# need AFX Screecher's spare parts



## 1scalevolvo (Feb 5, 2004)

Any body know of any source for spare parts for the AFX Screechers battery powered cars ? I need a p/u shoe,spring & pigtail assembly . If not I will try to snag a junker chassis @ the HO-NJ next Nov. 20th


Neal:dude:


----------



## 1scalevolvo (Feb 5, 2004)

This is the Chassis that I need the P/u shoe/spring/ pigtail asssembly for . It is an AFX Screecher chassis fron the battery operated set .The Screecher chassis looks "disposible " once the integral guide pin & the p/u shoes wear out.Will try to find a "Junker" chassis @ the H0 - NJ show in Parsippany this coming Sunday with the parts I need.


Neal :dude:


----------



## cwbam (Feb 8, 2010)

Thanks for the photo, those parts should be around.
? Speed Shifter ?

I've picked up a few on feepay in large auctions and never got much demand for them.

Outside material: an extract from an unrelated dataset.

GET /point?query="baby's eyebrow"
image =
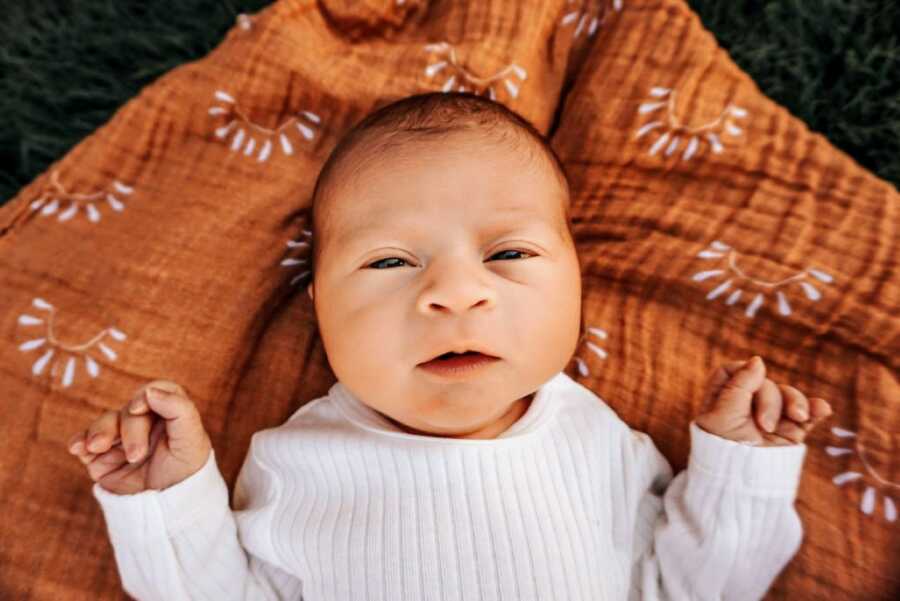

(I didn't read post very well and was thinking about Sizzler Hot Wheels battery powered)


----------



## Piz (Apr 22, 2002)

I have a coulpe of those chassis That I took the arms out of to use in G plus chassis , The pick up and springs are there and in like new condition . If you want them just pay for the shipping and you can have them . 
Mike


----------



## 1scalevolvo (Feb 5, 2004)

Piz said:


> I have a coulpe of those chassis That I took the arms out of to use in G plus chassis , The pick up and springs are there and in like new condition . If you want them just pay for the shipping and you can have them .
> Mike


Thanx ! I'll let ya know If I cant snag anything @ the show !!


Neal:dude:


----------